The Fitlab Scoring Protocol

Every review score on Fitlab is calculated using the Fitlab Scoring Protocol (FSP) — a weighted, 5-pillar rubric designed to measure what actually matters in a supplement: whether it does what it claims, whether you can trust the label, and whether it's worth your money.

This page explains exactly how FSP works — the weights, the deductions, the audit process, and the limits of our methodology. No black boxes.

§ 01

The Score Formula

Calculation

Raw Score = Σ (Pillar Score × Pillar Weight)

Composite Score = Raw Score − Σ (Red Flag Deductions)
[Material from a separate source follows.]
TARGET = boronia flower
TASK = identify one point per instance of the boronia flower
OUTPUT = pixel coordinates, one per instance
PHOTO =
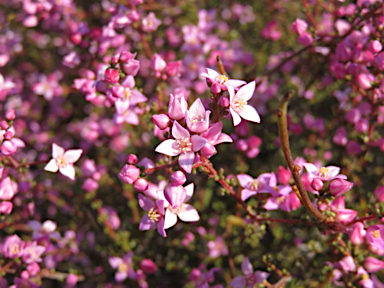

Editorial Score = Round(Composite Score)

The Editorial Score is the final number displayed on a review. It is the Composite Score rounded to the nearest whole number. In rare cases where the Composite Score and Editorial Score diverge by more than 0.3 points, the reviewer must document their reasoning — this prevents reviewers from inflating or deflating scores beyond what the rubric supports.

§ 02

The 5 Pillars

01

Formula Integrity

35% of score

Are key ingredients at clinically studied doses with peer-reviewed backing?

Each key ingredient is cross-referenced against clinical study doses — not just presence on the label.

Ingredients are rated by strength of evidence (strong / moderate / limited / emerging / insufficient).

Products that include underdosed or ineffective supporting ingredients without disclosing it lose points.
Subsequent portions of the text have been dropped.